Really like his game. His defense will come, but he’s a 6-foot-4 scorer with a good jumper. He’s shooting 41% from the arc, he’s an intelligent player and he’s a strong rebounder. He’ll also go off the dribble, so he’s not a one-dimensional scorer. Unselfish also. He has a bright future.
Cornell improves to 2-1 in conference if...
...it can defend Princeton’s stuff and limit the Tigers to one opportunity. Cornell’s halfcourt offense is painful to watch, but Cancer is coming off a career game in a season that has otherwise been frustrating. Watch Cancer closely – his decision-making with the ball can turn Cornell from a clunker to a threat, or vice versa, quickly.
Princeton remains undefeated during their Ivy slate if...
...the Tigers play with effort and intelligence. This matchup tilts strongly in their favor, particularly with how tough they are to beat at Jadwin. Their length and toughness should bother Cornell’s younger guys. If Princeton can keep Cornell to under 60 points – and that’s a real possibility – the Tigers will be in great shape.

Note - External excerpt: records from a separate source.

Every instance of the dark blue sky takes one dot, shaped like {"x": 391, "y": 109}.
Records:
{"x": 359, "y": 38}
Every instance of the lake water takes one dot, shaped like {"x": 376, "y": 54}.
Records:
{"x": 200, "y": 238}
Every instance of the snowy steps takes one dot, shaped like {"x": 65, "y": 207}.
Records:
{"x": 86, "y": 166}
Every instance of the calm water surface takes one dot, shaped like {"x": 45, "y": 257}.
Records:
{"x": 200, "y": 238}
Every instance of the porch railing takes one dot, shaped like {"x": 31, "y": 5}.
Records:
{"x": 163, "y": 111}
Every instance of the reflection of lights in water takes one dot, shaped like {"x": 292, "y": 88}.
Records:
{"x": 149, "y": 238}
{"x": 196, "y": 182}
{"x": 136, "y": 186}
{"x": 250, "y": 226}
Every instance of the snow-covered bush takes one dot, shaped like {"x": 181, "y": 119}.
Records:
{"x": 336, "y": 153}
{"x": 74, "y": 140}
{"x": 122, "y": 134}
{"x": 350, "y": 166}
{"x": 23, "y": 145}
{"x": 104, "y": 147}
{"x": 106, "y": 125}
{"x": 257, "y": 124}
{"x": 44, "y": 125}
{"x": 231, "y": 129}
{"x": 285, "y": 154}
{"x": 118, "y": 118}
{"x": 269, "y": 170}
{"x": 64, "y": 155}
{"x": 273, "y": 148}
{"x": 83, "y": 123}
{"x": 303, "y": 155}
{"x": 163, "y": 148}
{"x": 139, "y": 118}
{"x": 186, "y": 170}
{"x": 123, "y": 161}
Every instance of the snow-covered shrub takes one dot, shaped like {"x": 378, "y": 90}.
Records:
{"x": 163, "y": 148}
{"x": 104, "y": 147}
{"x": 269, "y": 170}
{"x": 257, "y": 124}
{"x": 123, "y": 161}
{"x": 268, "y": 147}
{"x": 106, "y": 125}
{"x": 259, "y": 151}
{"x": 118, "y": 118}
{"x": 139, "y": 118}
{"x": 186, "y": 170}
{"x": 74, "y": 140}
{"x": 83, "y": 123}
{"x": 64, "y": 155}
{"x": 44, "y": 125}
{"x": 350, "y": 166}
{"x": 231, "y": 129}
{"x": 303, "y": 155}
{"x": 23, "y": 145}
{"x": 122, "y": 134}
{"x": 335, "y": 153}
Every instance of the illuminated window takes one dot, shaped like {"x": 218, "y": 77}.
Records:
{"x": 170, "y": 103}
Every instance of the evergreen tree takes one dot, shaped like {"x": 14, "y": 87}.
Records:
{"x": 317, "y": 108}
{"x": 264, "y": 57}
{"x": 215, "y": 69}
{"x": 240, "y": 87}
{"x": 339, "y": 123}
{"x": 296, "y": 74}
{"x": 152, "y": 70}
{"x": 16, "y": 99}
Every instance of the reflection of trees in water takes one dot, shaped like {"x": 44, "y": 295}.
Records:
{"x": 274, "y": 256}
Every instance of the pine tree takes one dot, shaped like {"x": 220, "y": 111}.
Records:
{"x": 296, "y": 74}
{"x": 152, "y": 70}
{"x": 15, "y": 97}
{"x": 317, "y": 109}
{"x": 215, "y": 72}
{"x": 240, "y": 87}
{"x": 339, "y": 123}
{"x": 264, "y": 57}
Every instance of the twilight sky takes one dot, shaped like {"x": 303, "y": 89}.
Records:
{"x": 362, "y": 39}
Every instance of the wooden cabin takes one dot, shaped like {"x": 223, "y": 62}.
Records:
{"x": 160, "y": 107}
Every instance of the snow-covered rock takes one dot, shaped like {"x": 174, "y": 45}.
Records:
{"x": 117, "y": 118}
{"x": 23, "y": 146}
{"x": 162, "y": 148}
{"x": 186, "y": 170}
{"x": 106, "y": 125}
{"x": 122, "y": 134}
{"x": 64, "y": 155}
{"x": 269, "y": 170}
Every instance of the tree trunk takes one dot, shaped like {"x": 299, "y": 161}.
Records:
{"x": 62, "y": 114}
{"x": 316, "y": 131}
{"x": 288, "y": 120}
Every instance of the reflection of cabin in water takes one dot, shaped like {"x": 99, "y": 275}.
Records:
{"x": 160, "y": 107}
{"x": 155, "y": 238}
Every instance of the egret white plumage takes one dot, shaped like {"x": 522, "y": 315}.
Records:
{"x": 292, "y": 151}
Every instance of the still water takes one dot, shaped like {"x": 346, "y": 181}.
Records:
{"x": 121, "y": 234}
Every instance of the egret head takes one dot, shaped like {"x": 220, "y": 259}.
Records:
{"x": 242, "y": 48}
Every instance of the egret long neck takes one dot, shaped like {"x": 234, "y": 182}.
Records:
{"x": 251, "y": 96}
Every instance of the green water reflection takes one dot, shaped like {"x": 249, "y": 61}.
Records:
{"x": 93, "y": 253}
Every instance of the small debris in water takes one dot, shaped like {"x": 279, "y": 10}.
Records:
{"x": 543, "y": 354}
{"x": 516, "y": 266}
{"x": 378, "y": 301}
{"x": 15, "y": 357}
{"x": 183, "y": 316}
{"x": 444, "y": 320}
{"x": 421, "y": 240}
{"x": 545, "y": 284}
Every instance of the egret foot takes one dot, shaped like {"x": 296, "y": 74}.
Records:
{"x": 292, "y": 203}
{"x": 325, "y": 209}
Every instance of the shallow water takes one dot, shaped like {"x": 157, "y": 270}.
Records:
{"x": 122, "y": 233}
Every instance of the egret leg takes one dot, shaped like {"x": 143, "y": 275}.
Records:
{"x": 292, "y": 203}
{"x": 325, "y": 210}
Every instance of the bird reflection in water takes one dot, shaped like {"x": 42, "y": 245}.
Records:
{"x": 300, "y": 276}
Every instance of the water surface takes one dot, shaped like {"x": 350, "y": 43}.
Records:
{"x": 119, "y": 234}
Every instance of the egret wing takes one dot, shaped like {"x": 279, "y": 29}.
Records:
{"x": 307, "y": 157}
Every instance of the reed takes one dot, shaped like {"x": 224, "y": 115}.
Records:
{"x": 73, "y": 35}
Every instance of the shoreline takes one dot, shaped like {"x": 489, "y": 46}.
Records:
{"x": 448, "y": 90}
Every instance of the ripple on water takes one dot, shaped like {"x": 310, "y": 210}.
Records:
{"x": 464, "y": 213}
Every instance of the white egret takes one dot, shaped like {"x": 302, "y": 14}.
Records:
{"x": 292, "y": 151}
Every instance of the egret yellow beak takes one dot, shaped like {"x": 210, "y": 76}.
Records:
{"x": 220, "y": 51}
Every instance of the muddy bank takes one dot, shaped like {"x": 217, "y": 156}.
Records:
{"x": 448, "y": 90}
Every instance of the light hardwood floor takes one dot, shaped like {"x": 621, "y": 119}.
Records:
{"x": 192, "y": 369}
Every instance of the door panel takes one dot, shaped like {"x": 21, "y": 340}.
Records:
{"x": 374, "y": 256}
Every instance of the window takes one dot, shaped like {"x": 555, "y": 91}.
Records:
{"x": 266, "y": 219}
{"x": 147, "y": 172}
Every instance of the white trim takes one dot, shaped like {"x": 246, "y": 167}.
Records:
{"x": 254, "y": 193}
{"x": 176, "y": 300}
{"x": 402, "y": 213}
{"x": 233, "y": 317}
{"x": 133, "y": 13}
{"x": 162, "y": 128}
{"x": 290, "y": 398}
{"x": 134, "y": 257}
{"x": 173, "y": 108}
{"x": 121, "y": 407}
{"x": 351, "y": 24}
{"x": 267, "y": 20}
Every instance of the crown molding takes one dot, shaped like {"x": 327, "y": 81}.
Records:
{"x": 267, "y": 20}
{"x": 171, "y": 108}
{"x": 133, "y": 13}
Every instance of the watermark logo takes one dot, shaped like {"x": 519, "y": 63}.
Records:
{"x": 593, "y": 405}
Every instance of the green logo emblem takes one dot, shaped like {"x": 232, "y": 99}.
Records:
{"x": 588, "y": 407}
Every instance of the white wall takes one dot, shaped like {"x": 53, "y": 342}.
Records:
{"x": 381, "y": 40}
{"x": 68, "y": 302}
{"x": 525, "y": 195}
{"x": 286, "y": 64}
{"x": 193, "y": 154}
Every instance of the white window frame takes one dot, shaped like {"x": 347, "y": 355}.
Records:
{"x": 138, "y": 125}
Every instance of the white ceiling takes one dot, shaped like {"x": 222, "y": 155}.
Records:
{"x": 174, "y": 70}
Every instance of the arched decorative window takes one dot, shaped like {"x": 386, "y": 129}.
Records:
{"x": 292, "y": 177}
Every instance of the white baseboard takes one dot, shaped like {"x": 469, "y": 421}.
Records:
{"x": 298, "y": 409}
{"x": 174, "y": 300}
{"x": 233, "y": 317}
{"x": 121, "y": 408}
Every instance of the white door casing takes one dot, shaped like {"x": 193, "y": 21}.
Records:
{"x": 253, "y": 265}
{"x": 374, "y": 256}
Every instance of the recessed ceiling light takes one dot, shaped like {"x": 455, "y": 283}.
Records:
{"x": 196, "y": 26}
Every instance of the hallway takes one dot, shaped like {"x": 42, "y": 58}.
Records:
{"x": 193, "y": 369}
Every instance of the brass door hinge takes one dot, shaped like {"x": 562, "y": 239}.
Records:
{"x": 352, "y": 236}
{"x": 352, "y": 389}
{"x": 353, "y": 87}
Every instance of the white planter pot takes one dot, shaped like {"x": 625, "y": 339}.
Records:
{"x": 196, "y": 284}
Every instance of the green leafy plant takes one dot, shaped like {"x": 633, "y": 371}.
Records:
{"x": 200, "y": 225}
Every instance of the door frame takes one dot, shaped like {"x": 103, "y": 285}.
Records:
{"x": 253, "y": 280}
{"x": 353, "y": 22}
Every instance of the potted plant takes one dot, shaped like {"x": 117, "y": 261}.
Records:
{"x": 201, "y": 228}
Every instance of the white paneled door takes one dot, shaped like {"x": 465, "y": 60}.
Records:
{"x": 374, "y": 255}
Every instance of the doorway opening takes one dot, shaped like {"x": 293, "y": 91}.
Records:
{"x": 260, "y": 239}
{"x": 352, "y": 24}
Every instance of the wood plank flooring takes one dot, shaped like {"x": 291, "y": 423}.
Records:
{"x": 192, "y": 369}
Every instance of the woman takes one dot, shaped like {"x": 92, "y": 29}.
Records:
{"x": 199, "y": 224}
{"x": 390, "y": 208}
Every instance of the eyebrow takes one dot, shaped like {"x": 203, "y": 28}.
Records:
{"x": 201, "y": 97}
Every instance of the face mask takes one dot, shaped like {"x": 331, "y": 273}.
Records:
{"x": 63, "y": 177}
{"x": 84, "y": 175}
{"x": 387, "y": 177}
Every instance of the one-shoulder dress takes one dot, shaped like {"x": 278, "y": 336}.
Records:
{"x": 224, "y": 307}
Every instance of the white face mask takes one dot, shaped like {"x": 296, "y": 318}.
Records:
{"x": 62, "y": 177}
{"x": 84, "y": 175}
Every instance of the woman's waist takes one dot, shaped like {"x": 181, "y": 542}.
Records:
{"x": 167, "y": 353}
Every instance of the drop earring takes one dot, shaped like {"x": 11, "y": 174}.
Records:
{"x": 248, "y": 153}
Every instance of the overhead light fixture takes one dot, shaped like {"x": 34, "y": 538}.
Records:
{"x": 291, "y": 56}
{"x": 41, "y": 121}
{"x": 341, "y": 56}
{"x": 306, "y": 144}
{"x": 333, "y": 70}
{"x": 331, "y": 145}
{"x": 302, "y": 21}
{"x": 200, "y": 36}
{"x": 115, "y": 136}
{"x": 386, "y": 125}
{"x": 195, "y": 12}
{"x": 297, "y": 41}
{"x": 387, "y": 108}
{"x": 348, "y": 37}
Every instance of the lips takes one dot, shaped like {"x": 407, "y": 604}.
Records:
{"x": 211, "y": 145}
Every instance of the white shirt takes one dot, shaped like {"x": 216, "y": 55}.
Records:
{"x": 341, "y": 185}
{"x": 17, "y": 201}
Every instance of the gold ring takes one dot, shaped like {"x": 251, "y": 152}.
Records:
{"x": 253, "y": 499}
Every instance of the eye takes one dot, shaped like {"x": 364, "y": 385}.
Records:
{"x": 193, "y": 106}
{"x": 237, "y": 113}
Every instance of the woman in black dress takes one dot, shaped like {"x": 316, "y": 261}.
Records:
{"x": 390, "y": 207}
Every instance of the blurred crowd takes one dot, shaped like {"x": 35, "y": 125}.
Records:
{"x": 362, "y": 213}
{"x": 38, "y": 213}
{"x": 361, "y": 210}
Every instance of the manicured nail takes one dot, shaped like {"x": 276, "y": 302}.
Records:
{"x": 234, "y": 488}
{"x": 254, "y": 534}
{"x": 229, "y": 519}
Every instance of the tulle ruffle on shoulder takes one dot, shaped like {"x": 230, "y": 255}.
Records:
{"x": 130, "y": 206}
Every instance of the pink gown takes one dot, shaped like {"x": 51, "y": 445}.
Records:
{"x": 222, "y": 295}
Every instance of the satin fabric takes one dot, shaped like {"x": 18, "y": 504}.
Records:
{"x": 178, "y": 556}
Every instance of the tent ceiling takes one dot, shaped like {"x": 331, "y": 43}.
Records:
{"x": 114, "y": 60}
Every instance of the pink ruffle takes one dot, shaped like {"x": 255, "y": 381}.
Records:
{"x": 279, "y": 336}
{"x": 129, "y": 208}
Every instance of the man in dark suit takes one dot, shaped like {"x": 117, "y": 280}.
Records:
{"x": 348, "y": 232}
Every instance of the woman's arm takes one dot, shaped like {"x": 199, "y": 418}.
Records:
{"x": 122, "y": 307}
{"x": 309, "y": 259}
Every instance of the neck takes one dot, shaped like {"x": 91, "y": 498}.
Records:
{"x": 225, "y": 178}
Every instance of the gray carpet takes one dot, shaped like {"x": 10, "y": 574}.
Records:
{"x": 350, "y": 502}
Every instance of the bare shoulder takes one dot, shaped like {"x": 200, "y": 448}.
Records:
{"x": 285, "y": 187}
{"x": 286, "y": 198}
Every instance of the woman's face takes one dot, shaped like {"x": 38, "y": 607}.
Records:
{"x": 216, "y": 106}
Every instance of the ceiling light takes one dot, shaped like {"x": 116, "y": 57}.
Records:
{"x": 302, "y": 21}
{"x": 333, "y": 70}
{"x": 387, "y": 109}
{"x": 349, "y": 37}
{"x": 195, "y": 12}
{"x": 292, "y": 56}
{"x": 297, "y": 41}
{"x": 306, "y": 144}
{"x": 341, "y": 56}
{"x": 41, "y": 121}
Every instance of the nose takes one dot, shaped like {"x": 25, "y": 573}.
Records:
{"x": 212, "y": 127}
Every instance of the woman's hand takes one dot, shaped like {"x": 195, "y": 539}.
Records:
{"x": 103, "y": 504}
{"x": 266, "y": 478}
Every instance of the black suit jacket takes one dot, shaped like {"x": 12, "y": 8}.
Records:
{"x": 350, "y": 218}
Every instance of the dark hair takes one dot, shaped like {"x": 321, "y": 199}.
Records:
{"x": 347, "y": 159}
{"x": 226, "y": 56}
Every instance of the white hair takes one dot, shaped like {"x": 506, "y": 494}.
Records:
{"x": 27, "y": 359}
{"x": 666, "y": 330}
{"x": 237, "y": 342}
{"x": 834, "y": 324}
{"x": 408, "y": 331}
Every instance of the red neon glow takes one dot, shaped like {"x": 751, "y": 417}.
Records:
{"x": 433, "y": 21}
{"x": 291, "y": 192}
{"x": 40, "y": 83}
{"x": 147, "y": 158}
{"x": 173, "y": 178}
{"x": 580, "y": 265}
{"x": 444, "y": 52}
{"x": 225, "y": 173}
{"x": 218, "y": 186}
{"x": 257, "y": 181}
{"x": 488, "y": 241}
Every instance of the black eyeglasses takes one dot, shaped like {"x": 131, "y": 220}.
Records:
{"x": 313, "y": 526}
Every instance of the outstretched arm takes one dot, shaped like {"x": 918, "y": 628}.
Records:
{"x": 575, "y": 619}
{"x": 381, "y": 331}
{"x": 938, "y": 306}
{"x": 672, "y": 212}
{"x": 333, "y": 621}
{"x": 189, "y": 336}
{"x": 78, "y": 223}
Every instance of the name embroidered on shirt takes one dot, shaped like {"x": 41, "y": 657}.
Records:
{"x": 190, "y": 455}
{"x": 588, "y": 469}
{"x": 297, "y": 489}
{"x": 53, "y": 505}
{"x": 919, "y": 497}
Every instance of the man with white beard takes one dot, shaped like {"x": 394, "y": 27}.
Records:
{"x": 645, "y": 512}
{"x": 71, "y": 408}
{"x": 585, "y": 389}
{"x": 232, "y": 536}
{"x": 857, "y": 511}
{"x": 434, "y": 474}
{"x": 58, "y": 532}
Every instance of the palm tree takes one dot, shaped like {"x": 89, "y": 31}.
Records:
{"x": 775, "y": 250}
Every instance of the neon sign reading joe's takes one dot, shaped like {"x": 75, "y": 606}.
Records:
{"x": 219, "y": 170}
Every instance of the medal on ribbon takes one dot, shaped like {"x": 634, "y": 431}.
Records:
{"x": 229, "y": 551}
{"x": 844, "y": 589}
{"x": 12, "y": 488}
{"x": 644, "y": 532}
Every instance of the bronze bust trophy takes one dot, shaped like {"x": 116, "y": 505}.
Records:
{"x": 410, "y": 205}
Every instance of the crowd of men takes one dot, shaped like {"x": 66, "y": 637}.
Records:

Can you update people on things in Ithaca for you? Anything new folks should be following?
I’ve been off the newspaper beat for over a year and a half now, but I contribute content and analysis to the local ESPN Radio affiliate in Ithaca. I’m now teaching one journalism course per semester at Ithaca College, and thoroughly enjoying working a schedule that doesn’t end at 1:00 am every night. Thanks again Jon!